RWKV Link to this heading

A couple years ago, BlinkDL proposed a new architecture based on RNNs called the Receptance Weighted Key-Value (RWKV), that combines the efficient parallelizable training of Transformers with the efficient inference of RNNs.

Initial iterations of RWKV still struggled with distant tokens, but by the current version (v5), that issue has been largely addressed. Experiments suggest that RWKV performs on par with similarly sized Transformer models.

You can read the RWKV paper for more in-depth info on the architecture.

RWKV5 7B Link to this heading

RWKV v5 is still relatively new, since the training is still contained within the RWKV-v4neo codebase. It has, however, matured to the point where it’s ready for use. In collaboration with the RWKV team, PygmalionAI has decided to pre-train a 7B RWKV5 base model. You can track the current progress in this Weights & Biases project.

The dataset we’ve chosen for the pre-train is Cerebras’ SlimPajama-627B. This dataset is a deduped version of RedPajama-Data-1T, a trillion-token dataset comprised of CommonCrawl, C4, GitHub, various books, ArXiv dumps, wikipedia, and StackExchange. We believe SlimPajama offers the same (or likely better) quality at a much lower token count, due to a reduction in duplicated data.

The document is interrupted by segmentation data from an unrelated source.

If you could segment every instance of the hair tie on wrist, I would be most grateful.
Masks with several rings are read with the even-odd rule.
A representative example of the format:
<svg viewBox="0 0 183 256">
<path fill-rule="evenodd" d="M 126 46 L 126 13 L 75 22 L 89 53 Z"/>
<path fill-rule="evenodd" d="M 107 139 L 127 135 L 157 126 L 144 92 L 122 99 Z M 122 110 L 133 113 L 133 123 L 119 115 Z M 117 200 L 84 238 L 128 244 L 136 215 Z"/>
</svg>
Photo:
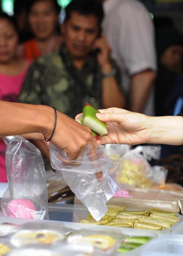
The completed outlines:
<svg viewBox="0 0 183 256">
<path fill-rule="evenodd" d="M 55 107 L 52 107 L 54 109 L 55 111 L 55 124 L 54 125 L 54 127 L 53 130 L 53 131 L 52 132 L 52 135 L 50 136 L 50 138 L 49 138 L 49 139 L 48 139 L 47 140 L 45 138 L 45 137 L 44 137 L 44 139 L 47 142 L 48 141 L 49 141 L 51 140 L 51 139 L 52 139 L 52 138 L 53 137 L 53 135 L 55 132 L 55 127 L 56 127 L 56 124 L 57 124 L 57 110 L 56 109 L 56 108 Z"/>
</svg>

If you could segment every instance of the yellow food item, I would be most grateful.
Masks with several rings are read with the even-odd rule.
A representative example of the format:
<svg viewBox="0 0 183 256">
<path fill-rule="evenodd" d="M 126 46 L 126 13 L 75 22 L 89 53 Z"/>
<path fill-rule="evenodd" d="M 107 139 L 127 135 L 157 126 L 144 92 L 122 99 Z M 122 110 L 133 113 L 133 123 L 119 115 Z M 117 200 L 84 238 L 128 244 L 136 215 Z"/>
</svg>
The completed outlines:
<svg viewBox="0 0 183 256">
<path fill-rule="evenodd" d="M 121 172 L 118 182 L 142 188 L 152 187 L 153 183 L 145 177 L 145 166 L 143 161 L 137 162 L 126 159 L 119 164 Z"/>
<path fill-rule="evenodd" d="M 125 210 L 126 207 L 124 205 L 118 205 L 115 204 L 106 204 L 108 208 L 108 211 L 122 211 Z"/>
<path fill-rule="evenodd" d="M 151 219 L 153 220 L 155 219 L 154 218 L 152 218 L 151 217 L 148 217 L 148 218 L 149 219 Z M 174 222 L 173 221 L 169 220 L 164 220 L 164 219 L 158 219 L 157 218 L 156 218 L 155 219 L 157 220 L 159 220 L 160 221 L 164 221 L 164 222 L 166 222 L 166 223 L 167 223 L 168 224 L 170 225 L 170 226 L 172 226 L 172 225 L 173 225 L 175 224 L 175 222 Z"/>
<path fill-rule="evenodd" d="M 142 228 L 144 229 L 151 229 L 151 230 L 162 230 L 165 229 L 164 227 L 163 227 L 162 226 L 156 224 L 147 223 L 143 221 L 135 223 L 134 228 Z"/>
<path fill-rule="evenodd" d="M 107 214 L 110 216 L 112 218 L 112 220 L 114 220 L 115 219 L 116 217 L 116 215 L 118 213 L 117 211 L 108 211 L 107 212 Z"/>
<path fill-rule="evenodd" d="M 5 255 L 9 251 L 9 247 L 3 243 L 0 243 L 0 256 Z"/>
<path fill-rule="evenodd" d="M 126 222 L 113 222 L 113 221 L 108 223 L 105 225 L 110 226 L 113 227 L 133 227 L 133 226 L 129 223 L 127 223 Z"/>
<path fill-rule="evenodd" d="M 177 212 L 172 211 L 163 211 L 162 210 L 159 210 L 158 209 L 151 209 L 149 210 L 149 214 L 151 213 L 161 213 L 165 215 L 169 215 L 177 216 Z"/>
<path fill-rule="evenodd" d="M 105 235 L 92 235 L 85 236 L 77 241 L 89 242 L 94 246 L 104 250 L 107 250 L 114 246 L 117 243 L 115 239 L 109 236 Z"/>
</svg>

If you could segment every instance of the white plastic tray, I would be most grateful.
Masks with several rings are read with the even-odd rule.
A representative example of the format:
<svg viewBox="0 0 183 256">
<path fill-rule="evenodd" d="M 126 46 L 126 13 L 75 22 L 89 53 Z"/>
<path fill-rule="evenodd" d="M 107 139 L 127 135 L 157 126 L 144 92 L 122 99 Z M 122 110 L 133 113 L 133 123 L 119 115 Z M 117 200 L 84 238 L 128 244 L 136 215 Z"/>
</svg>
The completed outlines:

Here’s a brief overview of the model:

  • 7,517,840,815 parameters
  • 65536 vocab size
  • 32 layers
  • 4096 number of embeddings

And the current training hyperparameters:

  • 2e-4 initial learning rate
  • 1.47e-4 current final learning rate
  • 10 warmup steps
  • 0.9 AdamW beta1
  • 0.99 AdamW beta2
  • 1e-8 AdamW variance epsilon
  • cosine decay
  • ZeRO 2 deepspeed stage
  • bfloat16 precision

As of writing this blog post, the model has seen 40.5 billion tokens out of 627 billion. The hardware we’re using for the training is 8x NVIDIA H100 GPUs. We plan to acquire more compute to speed up the pre-train process.

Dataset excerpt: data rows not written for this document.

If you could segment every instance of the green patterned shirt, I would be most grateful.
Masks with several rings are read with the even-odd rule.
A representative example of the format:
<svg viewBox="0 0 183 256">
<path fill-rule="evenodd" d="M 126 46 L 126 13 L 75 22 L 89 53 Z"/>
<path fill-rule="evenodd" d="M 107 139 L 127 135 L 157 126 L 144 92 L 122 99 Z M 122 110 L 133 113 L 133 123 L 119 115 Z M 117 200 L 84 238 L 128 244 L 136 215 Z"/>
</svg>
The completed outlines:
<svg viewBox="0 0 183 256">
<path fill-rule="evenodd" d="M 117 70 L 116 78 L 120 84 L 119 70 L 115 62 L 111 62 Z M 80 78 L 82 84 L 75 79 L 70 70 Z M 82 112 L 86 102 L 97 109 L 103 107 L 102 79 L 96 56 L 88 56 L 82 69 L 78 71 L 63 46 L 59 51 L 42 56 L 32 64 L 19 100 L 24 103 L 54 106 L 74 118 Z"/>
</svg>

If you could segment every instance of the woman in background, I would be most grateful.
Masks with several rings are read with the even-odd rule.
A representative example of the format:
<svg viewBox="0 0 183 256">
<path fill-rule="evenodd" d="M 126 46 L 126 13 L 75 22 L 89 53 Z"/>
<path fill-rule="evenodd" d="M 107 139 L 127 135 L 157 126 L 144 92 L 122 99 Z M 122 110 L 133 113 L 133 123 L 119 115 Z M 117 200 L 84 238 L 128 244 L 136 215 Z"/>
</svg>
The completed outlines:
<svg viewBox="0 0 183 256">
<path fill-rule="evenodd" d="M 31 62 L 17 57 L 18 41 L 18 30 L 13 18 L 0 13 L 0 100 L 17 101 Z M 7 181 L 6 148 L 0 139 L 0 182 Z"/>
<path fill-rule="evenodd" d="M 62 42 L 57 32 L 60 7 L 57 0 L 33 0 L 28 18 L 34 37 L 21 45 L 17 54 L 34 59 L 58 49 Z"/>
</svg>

The loss curve at 88,000 steps (40.5B tokens):

The sudden disconnect and spike at step ~72,000 was an interruption where we added another gate to the model and resumed training but from a slightly earlier checkpoint.

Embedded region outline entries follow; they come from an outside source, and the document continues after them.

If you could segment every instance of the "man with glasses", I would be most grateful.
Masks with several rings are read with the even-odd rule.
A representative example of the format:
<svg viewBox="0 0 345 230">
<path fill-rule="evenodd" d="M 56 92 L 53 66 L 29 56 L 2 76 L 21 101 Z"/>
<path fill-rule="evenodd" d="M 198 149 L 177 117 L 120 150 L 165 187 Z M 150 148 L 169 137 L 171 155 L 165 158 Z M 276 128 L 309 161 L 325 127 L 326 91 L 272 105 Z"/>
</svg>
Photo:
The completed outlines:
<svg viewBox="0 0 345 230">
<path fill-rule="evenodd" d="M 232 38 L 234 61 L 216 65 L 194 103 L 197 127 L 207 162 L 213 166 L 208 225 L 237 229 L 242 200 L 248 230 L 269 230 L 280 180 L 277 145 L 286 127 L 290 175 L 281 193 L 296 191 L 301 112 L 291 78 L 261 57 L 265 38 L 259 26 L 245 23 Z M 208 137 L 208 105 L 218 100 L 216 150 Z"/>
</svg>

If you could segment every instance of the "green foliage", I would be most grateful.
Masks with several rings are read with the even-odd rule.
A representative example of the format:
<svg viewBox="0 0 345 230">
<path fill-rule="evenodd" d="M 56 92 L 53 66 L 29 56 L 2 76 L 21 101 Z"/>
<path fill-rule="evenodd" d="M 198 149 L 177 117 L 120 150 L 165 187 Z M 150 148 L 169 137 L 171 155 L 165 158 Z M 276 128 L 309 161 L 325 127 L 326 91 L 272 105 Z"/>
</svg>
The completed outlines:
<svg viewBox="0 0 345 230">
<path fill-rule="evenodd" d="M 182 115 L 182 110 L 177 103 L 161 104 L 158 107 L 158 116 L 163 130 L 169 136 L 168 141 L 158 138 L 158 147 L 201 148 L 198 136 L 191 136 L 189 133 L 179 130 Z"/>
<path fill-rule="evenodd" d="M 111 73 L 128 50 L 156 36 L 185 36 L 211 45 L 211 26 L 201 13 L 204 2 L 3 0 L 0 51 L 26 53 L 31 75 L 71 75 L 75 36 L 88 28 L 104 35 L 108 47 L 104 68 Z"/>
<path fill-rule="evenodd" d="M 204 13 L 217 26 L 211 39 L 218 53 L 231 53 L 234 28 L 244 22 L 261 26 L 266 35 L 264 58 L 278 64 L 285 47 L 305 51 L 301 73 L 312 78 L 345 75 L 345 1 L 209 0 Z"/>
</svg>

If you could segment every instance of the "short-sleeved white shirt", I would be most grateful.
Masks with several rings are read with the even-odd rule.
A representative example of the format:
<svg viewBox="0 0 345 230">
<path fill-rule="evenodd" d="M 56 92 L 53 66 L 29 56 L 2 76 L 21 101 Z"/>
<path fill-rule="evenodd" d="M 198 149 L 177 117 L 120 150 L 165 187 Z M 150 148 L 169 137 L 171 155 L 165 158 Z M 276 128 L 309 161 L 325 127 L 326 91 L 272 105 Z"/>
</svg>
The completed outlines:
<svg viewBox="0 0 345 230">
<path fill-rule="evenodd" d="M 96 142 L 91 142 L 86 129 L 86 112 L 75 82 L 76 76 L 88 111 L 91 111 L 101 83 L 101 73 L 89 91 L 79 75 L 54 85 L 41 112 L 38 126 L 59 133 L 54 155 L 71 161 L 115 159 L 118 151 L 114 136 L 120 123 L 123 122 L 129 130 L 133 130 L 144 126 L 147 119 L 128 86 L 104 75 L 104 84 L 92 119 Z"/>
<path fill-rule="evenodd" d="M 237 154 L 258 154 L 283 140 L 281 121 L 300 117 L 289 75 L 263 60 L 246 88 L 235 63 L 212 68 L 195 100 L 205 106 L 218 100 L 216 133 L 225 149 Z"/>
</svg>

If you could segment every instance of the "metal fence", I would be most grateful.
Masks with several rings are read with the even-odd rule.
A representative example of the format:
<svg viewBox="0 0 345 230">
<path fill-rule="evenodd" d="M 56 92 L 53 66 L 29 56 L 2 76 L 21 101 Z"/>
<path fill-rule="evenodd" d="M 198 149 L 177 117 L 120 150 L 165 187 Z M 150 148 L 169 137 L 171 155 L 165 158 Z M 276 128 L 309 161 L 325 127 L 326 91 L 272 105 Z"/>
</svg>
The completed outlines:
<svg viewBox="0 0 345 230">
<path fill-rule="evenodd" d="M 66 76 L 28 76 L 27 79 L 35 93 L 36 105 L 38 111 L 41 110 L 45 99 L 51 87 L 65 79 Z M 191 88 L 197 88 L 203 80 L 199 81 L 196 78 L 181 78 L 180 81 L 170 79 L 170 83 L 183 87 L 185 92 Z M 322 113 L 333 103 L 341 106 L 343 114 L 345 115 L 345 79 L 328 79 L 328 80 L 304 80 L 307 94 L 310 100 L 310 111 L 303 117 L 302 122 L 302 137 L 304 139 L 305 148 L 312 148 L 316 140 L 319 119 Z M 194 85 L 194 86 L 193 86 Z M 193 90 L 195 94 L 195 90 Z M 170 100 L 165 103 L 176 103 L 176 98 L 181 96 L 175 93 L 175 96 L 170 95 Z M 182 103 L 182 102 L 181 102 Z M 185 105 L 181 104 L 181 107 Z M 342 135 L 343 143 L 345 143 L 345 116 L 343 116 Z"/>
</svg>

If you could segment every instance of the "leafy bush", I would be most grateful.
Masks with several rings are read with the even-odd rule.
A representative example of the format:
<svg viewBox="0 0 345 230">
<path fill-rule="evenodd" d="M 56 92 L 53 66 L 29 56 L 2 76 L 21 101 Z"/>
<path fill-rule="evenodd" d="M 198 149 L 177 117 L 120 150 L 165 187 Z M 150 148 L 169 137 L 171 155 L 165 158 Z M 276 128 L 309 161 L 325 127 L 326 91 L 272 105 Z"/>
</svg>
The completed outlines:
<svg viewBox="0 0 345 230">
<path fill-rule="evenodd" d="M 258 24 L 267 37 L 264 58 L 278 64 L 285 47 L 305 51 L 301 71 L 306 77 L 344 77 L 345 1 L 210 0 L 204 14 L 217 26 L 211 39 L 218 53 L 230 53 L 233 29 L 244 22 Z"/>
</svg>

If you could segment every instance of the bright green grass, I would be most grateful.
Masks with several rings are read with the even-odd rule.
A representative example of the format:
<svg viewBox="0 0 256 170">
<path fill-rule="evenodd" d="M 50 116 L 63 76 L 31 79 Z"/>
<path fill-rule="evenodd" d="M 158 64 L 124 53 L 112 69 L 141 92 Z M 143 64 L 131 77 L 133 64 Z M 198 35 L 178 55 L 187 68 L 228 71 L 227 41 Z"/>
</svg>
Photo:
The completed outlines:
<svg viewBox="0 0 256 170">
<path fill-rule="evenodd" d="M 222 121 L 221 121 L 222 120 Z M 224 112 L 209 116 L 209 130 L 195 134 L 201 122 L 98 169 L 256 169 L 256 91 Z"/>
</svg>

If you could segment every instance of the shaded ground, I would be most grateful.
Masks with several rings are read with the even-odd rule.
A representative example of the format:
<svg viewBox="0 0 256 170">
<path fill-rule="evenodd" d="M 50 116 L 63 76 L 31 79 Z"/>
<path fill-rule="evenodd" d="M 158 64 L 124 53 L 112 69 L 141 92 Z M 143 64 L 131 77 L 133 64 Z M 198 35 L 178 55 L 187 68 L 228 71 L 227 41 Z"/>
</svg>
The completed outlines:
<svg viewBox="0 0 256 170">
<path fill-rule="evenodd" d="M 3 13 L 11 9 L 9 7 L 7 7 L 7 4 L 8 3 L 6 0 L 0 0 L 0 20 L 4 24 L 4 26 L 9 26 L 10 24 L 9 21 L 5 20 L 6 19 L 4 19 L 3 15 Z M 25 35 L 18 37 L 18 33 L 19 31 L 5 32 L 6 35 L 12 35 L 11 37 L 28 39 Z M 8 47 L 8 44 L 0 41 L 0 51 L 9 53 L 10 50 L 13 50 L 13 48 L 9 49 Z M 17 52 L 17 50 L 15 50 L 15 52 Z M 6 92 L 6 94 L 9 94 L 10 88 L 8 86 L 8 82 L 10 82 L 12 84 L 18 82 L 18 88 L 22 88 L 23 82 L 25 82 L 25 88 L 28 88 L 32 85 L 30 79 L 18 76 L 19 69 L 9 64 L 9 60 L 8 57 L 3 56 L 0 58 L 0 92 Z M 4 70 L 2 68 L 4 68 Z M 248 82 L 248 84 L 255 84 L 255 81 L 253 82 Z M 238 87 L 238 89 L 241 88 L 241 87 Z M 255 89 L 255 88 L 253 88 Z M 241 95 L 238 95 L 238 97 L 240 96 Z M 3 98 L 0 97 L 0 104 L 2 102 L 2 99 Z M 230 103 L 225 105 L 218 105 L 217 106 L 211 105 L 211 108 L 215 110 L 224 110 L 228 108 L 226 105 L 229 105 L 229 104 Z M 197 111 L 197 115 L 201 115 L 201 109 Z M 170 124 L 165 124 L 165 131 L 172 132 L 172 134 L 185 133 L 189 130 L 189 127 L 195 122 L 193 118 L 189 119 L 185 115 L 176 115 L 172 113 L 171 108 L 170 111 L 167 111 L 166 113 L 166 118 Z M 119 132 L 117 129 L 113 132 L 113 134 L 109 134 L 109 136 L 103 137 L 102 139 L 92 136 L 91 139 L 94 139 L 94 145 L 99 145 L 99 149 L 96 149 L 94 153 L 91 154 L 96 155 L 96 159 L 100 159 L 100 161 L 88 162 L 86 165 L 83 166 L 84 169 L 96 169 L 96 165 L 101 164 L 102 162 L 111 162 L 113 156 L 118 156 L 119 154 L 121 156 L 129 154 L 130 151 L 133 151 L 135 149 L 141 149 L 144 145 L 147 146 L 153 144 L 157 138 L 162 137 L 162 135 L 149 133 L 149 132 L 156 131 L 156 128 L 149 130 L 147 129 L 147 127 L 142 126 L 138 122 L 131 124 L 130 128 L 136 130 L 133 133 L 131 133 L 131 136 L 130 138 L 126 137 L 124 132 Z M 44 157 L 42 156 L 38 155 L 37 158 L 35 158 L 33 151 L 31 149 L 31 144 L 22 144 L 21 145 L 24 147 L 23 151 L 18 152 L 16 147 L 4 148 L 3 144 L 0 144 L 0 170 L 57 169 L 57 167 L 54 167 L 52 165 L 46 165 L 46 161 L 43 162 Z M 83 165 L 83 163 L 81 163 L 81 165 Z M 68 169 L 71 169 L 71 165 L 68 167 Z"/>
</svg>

What does this mean for Pygmalion? Link to this heading

Infinite context length! Sort of. Since RWKV is an RNN, we’re no longer bound by the extreme memory costs of higher context length models. We plan to finetune the final base model with much higher context length, likely around 128,000 tokens. Due to the O(1) complexity, the cost of memory will be negiligible. At 16-bit precision, the memory usage will remain at roughly 15GB, and with quantization methods, that can go down to as low as 4GB for 128k context lengths.

We plan to release the base model along with a Pygmalion finetune at every every 10% of the model’s training. As of writing this post, we’re at 6.4%. We expect the models to improve significantly at each iteration.